As described above, the method of manufacturing a semiconductor device according to the present invention includes a semiconductor substrate, an insulating layer formed on the semiconductor substrate, a first back-up layer formed on the insulating layer, and a first back-up layer formed on the semiconductor substrate. A first conductive layer, a second back-up layer formed on the first conductive layer, a second conductive layer formed on the second back-up layer, and a third back-up layer formed on the second conductive layer Equipped.

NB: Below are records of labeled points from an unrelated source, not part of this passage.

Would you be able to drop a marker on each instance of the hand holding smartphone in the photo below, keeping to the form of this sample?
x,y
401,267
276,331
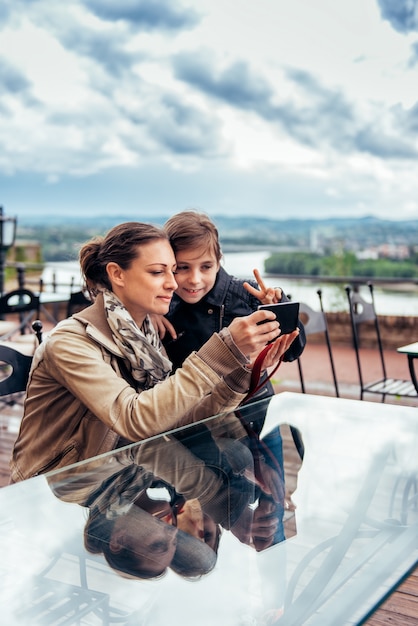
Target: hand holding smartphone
x,y
287,314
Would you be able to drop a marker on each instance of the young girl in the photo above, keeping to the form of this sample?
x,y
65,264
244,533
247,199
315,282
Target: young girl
x,y
101,379
207,298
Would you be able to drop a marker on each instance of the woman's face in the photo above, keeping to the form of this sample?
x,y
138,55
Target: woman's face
x,y
196,273
152,541
148,285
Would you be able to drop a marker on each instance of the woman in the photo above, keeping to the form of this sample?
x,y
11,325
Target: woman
x,y
102,379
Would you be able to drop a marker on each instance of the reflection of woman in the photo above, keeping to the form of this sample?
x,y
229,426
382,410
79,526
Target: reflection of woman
x,y
101,379
140,535
139,540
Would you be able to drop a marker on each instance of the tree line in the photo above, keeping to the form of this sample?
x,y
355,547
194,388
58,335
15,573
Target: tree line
x,y
339,264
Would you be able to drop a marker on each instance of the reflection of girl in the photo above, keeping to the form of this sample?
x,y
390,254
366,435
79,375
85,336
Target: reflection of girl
x,y
102,379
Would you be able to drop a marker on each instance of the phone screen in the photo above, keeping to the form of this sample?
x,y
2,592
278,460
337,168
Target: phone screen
x,y
287,314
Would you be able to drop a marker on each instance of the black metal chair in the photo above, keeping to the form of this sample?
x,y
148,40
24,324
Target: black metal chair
x,y
77,302
316,322
22,306
362,312
15,366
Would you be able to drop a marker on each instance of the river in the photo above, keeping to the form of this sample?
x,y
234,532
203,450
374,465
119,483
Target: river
x,y
241,264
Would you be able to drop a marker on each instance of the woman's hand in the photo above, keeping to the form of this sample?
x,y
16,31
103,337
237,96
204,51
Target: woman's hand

Therefore, in the present invention, the probability of forming a void at the same point of the first conductive layer and the second conductive layer by arranging the first conductive layer and the second conductive layer having different particle structures from the aluminum alloy on the upper and lower back-up layers. There is an advantage to eliminate the EM damage by less.

Claims (12)

A semiconductor substrate, An insulating layer formed on the semiconductor substrate; A first back-up layer formed on the insulating layer, A first conductive layer formed on the first back-up layer, A second back-up layer formed on the first conductive layer, A second conductive layer formed on the second back-up layer, And a third back-up layer formed on the second conductive layer. The wiring structure of claim 1, wherein the first back-up layer, the second back-up layer, and the third back-up layer are transition metals or alloys of the transition metals. The wiring structure of claim 2, wherein the transition metal is titanium (Ti), tungsten (W), or molybdenum (Mo). The wiring structure of a semiconductor device according to claim 1, wherein the first conductive layer and the second conductive layer are aluminum alloys. The wiring structure of a semiconductor device according to claim 4, wherein the particle structures of the first conductive layer and the second conductive layer are different. The wiring structure of claim 1, wherein the first back-up layer is disposed between the insulating layer and the first conductive layer. The wiring structure of a semiconductor device according to claim 1, wherein the second conductive layer and the first conductive layer are disposed above and below the second back-up layer, respectively. The wiring structure of a semiconductor device according to claim 1, wherein a thickness of the first back-up layer, the second back-up layer, and the third back-up layer is 100 kW to 1500 kW. The wiring structure of a semiconductor device according to claim 1, wherein the first conductive layer and the second conductive layer are main conductive layers of a current path. An insulating layer formed on the semiconductor substrate, At least three back-up layers formed on said insulating layer, And at least two aluminum alloy layers formed on said insulating layer. The wiring structure according to claim 10, wherein the back-up layer is a transition metal or an alloy of the transition metal. The wiring structure of claim 10, wherein the transition metal is titanium (Ti), tungsten (W), or molybdenum (Mo).